Room 40's decripts enabled the Royal Navy to intercept the German blockade runner, Libau (disguised as the Norwegian vessel Aud), on April 20,1916, at Tralee Bay on the west coast of Ireland. Libau carried rifles, machine guns, ammunition, and explosives intended for the Sinn Feiners. Had the Irish received the weapons, the success of the Easter Rising would still have been in doubt, but the fighting could have been more serious than, in the event, it was.

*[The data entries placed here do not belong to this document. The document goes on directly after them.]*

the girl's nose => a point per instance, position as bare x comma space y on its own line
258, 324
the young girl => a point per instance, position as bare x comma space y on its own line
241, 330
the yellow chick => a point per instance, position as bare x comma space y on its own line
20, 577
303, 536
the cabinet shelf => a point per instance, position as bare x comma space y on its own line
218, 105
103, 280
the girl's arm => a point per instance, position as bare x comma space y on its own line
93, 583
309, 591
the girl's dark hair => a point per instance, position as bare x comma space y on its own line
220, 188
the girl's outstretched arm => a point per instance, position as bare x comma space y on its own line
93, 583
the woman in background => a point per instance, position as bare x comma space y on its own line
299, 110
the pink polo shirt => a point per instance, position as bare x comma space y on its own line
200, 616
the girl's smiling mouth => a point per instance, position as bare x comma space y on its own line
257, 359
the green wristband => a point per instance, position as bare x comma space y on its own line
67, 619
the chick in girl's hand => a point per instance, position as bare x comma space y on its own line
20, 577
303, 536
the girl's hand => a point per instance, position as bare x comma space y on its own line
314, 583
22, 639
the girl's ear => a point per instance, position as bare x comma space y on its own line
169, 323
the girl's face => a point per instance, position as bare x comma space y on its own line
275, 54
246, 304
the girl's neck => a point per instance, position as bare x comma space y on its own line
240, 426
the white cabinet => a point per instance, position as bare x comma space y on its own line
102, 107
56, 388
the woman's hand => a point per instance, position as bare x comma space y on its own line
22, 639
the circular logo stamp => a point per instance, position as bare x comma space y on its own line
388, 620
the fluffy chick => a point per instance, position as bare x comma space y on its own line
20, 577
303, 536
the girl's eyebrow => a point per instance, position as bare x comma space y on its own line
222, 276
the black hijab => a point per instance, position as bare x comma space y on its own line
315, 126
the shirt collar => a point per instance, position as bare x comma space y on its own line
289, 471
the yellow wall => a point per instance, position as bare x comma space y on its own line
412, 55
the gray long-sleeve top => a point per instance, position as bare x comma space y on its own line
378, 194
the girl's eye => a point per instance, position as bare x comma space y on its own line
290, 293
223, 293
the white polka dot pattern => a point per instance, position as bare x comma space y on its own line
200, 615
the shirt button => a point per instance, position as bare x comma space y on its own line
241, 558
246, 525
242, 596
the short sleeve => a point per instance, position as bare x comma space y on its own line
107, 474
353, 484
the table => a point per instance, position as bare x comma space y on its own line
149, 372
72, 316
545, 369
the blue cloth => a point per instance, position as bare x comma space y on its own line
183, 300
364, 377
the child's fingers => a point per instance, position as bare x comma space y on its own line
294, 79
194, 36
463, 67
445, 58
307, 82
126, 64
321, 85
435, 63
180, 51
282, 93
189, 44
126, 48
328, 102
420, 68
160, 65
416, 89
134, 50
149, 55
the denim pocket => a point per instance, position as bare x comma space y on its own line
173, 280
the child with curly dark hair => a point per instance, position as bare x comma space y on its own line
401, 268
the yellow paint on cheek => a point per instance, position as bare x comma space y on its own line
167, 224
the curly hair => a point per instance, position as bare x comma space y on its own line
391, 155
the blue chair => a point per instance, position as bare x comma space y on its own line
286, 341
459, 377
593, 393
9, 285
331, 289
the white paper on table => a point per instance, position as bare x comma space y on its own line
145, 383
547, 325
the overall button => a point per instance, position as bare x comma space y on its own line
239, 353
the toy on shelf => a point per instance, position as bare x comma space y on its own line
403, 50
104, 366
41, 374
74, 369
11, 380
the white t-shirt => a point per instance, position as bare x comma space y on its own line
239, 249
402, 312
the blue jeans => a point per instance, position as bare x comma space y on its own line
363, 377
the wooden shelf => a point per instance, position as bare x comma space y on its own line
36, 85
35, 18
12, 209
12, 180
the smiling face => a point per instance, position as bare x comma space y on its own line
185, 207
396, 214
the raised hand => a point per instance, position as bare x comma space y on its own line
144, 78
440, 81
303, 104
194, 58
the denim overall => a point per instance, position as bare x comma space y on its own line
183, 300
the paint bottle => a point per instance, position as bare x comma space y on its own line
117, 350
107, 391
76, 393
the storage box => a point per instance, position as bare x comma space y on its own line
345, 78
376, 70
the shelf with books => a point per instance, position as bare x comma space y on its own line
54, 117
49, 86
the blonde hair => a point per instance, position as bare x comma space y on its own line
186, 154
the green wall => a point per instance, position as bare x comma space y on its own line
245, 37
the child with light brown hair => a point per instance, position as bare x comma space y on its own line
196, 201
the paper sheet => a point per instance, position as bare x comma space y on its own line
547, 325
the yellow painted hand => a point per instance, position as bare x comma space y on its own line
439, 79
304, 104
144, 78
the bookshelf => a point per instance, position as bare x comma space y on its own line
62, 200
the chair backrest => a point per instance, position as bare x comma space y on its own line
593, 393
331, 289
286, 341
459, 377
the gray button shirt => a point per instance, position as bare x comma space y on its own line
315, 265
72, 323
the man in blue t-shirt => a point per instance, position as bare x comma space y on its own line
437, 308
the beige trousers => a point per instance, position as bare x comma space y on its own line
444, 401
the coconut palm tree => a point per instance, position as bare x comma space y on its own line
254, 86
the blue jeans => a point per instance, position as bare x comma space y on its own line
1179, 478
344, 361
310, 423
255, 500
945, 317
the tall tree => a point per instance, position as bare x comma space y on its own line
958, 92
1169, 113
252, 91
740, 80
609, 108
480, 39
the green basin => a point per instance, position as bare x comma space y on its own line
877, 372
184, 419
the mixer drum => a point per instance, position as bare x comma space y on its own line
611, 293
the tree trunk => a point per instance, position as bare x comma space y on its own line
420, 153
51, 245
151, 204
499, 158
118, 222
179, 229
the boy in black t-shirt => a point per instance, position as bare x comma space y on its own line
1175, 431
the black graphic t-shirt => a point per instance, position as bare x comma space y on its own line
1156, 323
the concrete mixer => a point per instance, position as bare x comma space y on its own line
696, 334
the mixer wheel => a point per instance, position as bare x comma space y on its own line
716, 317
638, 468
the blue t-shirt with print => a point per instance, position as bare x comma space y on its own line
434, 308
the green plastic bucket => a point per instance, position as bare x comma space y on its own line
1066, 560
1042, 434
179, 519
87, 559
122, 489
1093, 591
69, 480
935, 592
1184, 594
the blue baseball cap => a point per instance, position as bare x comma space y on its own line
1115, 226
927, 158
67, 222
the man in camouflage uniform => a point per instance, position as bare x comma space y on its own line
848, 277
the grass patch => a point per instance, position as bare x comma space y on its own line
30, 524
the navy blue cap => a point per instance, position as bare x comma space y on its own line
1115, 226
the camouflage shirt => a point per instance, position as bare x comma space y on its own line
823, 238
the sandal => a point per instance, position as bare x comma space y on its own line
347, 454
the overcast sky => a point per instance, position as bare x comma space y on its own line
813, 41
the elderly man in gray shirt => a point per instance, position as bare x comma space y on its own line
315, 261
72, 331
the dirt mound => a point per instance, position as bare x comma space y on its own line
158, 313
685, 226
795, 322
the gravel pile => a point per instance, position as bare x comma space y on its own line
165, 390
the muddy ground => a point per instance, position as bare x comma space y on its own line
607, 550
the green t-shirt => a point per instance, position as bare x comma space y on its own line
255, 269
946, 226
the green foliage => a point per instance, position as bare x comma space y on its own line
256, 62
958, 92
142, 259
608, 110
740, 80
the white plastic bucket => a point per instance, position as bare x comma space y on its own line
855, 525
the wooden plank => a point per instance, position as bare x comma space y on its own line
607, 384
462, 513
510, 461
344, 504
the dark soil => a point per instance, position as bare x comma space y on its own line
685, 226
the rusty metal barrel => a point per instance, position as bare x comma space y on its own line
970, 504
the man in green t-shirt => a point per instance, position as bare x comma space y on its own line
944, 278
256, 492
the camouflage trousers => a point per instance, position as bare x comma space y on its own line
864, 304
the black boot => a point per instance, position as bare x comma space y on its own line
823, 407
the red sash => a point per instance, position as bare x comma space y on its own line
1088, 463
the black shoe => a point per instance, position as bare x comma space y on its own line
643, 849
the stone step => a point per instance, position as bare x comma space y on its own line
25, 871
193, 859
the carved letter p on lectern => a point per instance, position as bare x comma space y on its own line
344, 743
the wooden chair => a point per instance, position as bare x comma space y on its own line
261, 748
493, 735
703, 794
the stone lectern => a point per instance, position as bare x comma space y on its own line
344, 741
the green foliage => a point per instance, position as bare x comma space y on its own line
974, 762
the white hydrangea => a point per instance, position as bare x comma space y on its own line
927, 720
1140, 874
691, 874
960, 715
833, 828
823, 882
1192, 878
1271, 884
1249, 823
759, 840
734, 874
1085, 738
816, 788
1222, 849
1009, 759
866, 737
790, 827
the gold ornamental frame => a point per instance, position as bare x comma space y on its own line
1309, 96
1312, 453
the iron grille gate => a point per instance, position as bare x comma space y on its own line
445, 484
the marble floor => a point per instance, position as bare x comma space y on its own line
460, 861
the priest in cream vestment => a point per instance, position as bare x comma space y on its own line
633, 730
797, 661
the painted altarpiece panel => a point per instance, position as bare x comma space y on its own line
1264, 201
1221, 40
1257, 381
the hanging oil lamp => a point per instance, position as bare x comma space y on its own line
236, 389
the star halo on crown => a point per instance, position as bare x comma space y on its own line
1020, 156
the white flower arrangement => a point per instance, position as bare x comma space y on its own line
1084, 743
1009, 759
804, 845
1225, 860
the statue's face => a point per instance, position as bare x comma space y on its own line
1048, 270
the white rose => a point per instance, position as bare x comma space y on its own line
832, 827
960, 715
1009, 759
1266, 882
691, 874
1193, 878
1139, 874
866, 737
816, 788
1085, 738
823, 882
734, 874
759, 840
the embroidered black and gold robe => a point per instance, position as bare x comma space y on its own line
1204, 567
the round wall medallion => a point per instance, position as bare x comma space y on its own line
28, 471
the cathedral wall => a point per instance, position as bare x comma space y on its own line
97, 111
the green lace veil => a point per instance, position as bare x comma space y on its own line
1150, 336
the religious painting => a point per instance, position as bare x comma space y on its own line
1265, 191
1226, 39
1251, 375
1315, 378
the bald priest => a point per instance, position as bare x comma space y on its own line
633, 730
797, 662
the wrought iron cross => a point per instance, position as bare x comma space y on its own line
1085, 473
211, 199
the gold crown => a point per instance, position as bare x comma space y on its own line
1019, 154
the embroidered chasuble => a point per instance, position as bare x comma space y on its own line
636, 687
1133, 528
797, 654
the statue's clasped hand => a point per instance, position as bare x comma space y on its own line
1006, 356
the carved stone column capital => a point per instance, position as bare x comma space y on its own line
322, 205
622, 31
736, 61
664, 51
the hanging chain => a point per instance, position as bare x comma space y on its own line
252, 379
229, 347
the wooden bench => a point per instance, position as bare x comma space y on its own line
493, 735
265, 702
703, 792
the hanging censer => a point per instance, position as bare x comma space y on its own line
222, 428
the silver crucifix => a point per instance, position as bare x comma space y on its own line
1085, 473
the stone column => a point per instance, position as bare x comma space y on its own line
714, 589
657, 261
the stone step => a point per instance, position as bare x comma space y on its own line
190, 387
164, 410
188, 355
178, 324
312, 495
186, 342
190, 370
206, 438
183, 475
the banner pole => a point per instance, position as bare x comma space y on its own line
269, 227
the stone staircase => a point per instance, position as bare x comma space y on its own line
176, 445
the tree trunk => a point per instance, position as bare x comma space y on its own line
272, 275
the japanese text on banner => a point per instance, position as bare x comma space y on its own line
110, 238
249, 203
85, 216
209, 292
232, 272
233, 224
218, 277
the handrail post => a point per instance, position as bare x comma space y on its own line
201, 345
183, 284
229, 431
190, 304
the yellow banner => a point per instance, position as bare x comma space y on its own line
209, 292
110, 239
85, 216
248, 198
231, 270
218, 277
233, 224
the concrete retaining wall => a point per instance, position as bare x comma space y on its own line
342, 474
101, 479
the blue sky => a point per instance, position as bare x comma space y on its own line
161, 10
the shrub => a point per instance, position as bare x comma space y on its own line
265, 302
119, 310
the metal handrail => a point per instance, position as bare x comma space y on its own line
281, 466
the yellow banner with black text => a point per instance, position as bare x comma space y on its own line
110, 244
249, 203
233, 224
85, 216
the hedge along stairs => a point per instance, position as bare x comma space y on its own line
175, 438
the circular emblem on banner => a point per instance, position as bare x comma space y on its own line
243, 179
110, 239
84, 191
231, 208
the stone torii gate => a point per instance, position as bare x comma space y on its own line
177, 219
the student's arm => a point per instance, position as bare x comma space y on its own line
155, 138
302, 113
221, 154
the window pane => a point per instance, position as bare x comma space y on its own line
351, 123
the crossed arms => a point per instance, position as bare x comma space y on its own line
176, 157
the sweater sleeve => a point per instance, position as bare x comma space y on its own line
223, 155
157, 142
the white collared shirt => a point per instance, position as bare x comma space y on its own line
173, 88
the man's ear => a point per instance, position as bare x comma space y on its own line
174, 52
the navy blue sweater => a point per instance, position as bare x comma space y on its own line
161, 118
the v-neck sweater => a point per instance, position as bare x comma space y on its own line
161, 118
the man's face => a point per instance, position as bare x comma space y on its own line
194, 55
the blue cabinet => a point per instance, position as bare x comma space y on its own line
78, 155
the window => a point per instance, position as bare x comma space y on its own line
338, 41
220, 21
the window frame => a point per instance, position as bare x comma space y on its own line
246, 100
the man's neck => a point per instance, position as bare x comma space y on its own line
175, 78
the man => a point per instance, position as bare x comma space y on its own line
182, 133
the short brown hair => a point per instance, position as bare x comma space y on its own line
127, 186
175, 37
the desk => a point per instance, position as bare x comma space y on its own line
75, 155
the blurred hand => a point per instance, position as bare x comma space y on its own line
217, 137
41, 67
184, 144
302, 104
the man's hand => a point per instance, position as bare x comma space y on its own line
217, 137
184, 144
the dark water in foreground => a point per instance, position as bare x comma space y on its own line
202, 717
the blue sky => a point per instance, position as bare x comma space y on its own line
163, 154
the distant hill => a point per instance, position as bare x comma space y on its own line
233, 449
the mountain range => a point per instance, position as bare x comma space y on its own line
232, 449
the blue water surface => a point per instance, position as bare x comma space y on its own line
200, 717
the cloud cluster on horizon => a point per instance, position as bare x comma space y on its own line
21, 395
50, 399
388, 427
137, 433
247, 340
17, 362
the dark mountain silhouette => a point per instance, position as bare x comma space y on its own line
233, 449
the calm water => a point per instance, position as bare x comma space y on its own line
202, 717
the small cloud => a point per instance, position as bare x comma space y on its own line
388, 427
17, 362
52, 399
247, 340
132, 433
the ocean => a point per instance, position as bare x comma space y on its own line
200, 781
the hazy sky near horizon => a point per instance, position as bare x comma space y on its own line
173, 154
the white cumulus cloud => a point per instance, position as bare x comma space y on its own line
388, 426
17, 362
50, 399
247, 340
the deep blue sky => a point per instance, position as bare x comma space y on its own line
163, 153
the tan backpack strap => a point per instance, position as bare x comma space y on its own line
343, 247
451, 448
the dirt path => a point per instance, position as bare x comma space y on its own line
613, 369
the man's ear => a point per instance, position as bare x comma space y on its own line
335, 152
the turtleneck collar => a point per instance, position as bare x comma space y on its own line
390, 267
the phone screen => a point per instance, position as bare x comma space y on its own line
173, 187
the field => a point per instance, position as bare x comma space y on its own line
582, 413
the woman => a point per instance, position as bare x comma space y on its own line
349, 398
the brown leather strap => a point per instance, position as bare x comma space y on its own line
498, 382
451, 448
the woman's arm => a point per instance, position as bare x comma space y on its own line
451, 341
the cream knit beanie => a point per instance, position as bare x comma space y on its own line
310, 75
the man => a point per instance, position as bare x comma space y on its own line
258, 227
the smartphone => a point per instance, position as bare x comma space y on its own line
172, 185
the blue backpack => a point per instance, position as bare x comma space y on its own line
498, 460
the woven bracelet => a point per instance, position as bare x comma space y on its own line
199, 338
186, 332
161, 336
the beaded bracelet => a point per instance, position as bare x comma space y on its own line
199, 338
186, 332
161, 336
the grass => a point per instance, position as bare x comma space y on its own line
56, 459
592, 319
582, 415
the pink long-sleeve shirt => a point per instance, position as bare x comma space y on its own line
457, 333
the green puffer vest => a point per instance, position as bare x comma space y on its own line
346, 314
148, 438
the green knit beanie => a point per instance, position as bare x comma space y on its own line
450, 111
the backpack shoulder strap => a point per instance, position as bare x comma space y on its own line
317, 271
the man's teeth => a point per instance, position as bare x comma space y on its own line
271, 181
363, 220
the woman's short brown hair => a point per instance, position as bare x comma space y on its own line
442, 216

The author explains the role that Room 40 had in the defeat of the U-boats. With the establishment of the convoy system, it was possible to alert ships to the presence of U-boats, and either reroute them or send destroyers out to ward off enemy submarines. As Beesly remarks, "neither in World War I nor in World War II did British intelligence win the U-boat war, but in both cases it certainly shortened it."
Room 40 is a well written narrative, containing information of interest to Revisionists. Still available in hardcover in bookstores, readers' may be able to find copies on sale tables, as this reviewer did recently.
From The Journal of Historical Review, Spring 1986 (Vol. 7, No. 1), pages 119.
About the Author
Arthur S. Ward holds a doctorate in history. He teaches courses on the history of modern Europe and the Middle East, and is a specialist in military history. Dr. Ward is the co-author of two books and has published numerous articles and reviews.